My oto cats have been terrorizing my angels - sucking on their sides; and I caught them eating the innards of a dead clam (I don't think they killed it though).

Is this normal? I thought they were strictly herbivores.


----------



## Guest (Apr 14, 2007)

it may be a chinese algea eater they look very similair and luv to suck angels


----------



## Zoe (Feb 26, 2006)

Nope, I'm 100% certain they're otos. I removed the one that was bugging the angelfish the most, but there are still some chowing down on the clam meat.


----------



## Giddy012 (Feb 16, 2007)

Do you have a pic?


----------



## Zoe (Feb 26, 2006)

No... of what? Why? It's an Oto... no question.


----------



## Guest (Apr 14, 2007)

I have heard that Otos will occasionally suck the slime coats off other fish. I have caught one of mine "cleaning" another, or atleast thats what it looked like. I also thought they were strictly herbivores but mine will sometimes eat shrimp pellets, along with their algae wafers, so I know they have to be somewhat omnivorous.


----------



## 247Plants (Mar 27, 2007)

I hear a lot of stories about carnivore otos and I have to say I have seen mine eating brine shrimp, I have yet to see them suck on any of my fish and I have 19 of the little guys.


----------



## mousey (Jan 18, 2005)

SAE's look nothing like otos anyway Sword luver.They have totally different body shapes and are really hard to confuse.
My otos only seem to eat algae but who knows what they do in the night when I put in shrimp pellets for the loach.
I have seen them eating dead fish in the lfs-- just thought it was because they were starving-- no algae in the tank nor food.


----------



## Guest (Apr 16, 2007)

yes i mean to say chinese algea eater which look very similer when juvies


----------



## Damon (Jan 18, 2005)

Easy to tell the difference between otos and CAEs but I can see how one could mistake them.
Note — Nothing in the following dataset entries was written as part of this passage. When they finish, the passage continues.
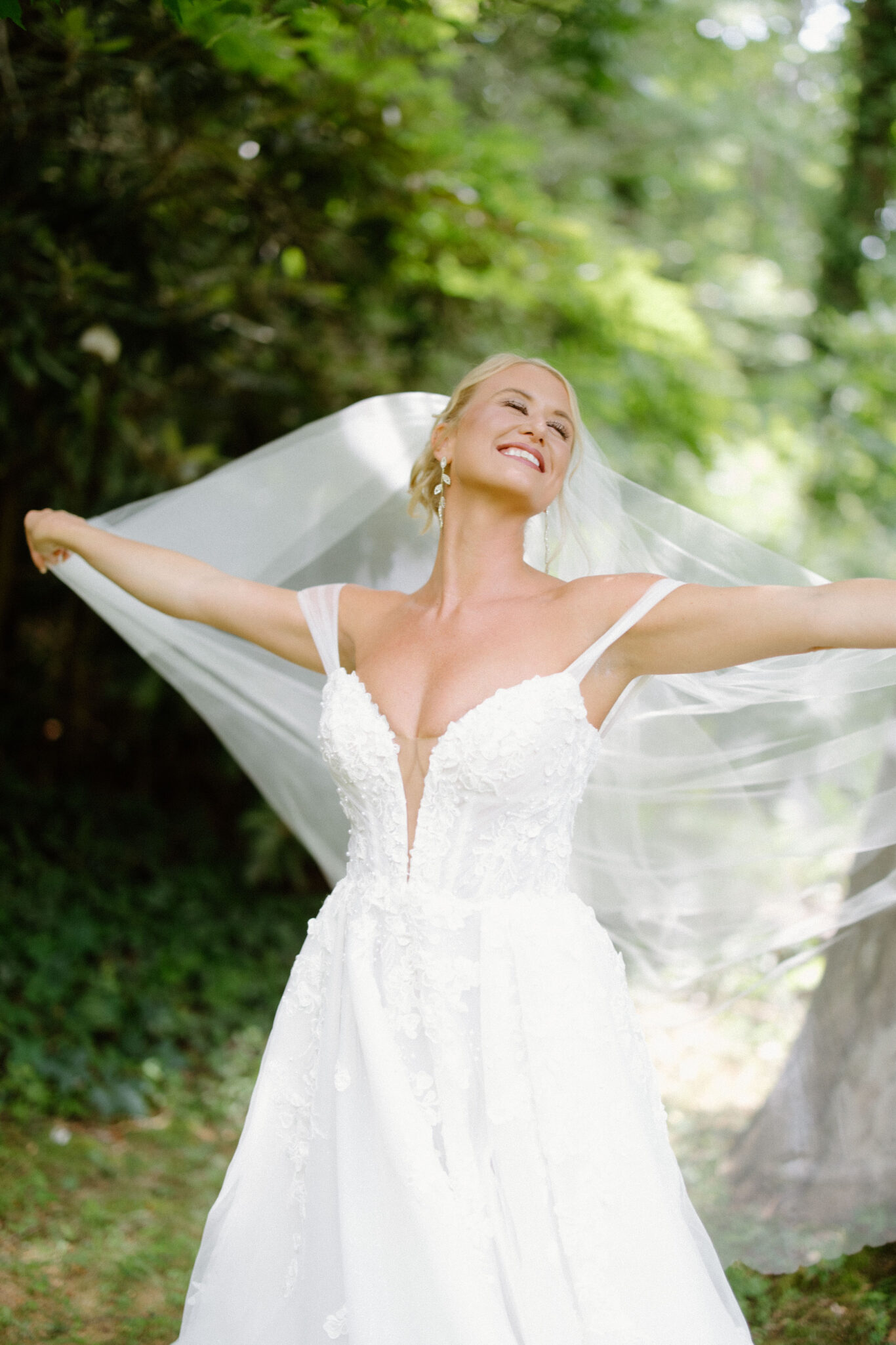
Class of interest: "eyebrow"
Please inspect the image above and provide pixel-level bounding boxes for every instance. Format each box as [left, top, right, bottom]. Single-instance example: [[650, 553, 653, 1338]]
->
[[495, 387, 573, 425]]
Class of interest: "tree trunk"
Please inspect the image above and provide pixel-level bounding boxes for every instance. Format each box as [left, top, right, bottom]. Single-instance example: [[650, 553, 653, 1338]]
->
[[731, 751, 896, 1224], [819, 0, 896, 312]]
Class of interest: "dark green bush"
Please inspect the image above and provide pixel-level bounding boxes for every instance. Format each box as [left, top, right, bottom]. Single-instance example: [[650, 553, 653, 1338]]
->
[[0, 777, 323, 1118]]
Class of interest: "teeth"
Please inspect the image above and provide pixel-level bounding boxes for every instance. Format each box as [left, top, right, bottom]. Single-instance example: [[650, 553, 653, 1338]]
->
[[500, 448, 541, 471]]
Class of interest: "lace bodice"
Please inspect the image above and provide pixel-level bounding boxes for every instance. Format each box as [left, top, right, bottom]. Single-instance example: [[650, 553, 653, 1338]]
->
[[300, 580, 677, 897]]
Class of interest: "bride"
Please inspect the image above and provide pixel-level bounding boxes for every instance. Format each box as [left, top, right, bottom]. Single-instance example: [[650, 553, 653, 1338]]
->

Otos are normally peaceful but on occasion they have been known to suck slime (we believe). Could be desperate searching for food. There are many species of otos (at least 12) and they are very hard to tell apart. The most common 2 (IME), are vittatus and affinis.


----------



## Guest (Apr 16, 2007)

Yes but when they are juvies people make mistakes somtimes


----------